Área Temática: DIR TRIB - DIR CUSTAS JUD.
Legislação Nacional: CPP87 ART513 ART514.
CCJU61 ART184 F.
Sumário: I - Hoje, as normas de incidência do direito de custas constam do CPP (Livro XI), da reponsabilidade por imposto de justiça e por custas (arts. 513 e 524 CPP).
A determinação da posição do arguido na obrigação como sujeito passivo está consignada nos arts. 513 e 514 CPP.
É devido imposto de justiça pelo arguido quando for condenado em primeira instância, decair, total ou parcialmente, em qualquer recurso, ficar vencido em incidente que requerer ou a que fizer oposição; o arguido condenado em imposto de justiça (hoje taxa de justiça) paga também as custas a que a sua actividade houver dado lugar.
II - É do teor seguinte o despacho recorrido: Ao MP e nada opondo ou mais requerendo, e tendo em conta a vontade manifestada pelo ofendido em desistir da queixa, requerendo o arquivamento dos autos e dada a não oposição do arguido, decida-se, ao abrigo dos arts.

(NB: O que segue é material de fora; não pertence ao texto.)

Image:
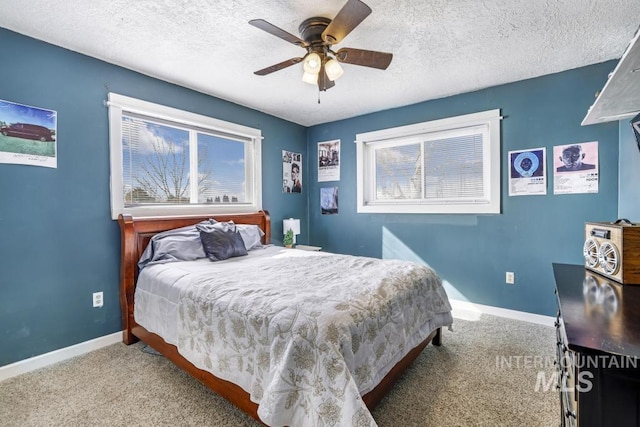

111 e 114 do CP e também com base no princípio de que o regime jurídico penal vigente à data dos factos é mais favorável do que o actual regime penal do cheque e, por isso, com base ainda nos arts. 23 e 24 do Decreto n. 13004, de 12/01/27, na redação dada pelo art. 5 do DL 400/82, de 23/9, julgar válida e relevante a desistência da queixa, em consequêcia, declarar extinto o procedimento criminal referente ao crime de emissão de cheque sem provisão pelo qual vinha acusado o arguido, arquivando-se os autos, oportunamente, condenar o arguido em 4000 escudos de taxa de justiça e 2000 escudos de procuradoria liquidada a favor do SSMJ (art. 184, al. f), do CCJ).
III - Ora o arguido não se encontra em nenhuma das situações que determinam a responsabilidade quanto a taxa de justiça e custas judiciais (não foi condenado, não decaiu, nem foi vencido), pelo que a condenação imposta é ilegal e não pode subsistir.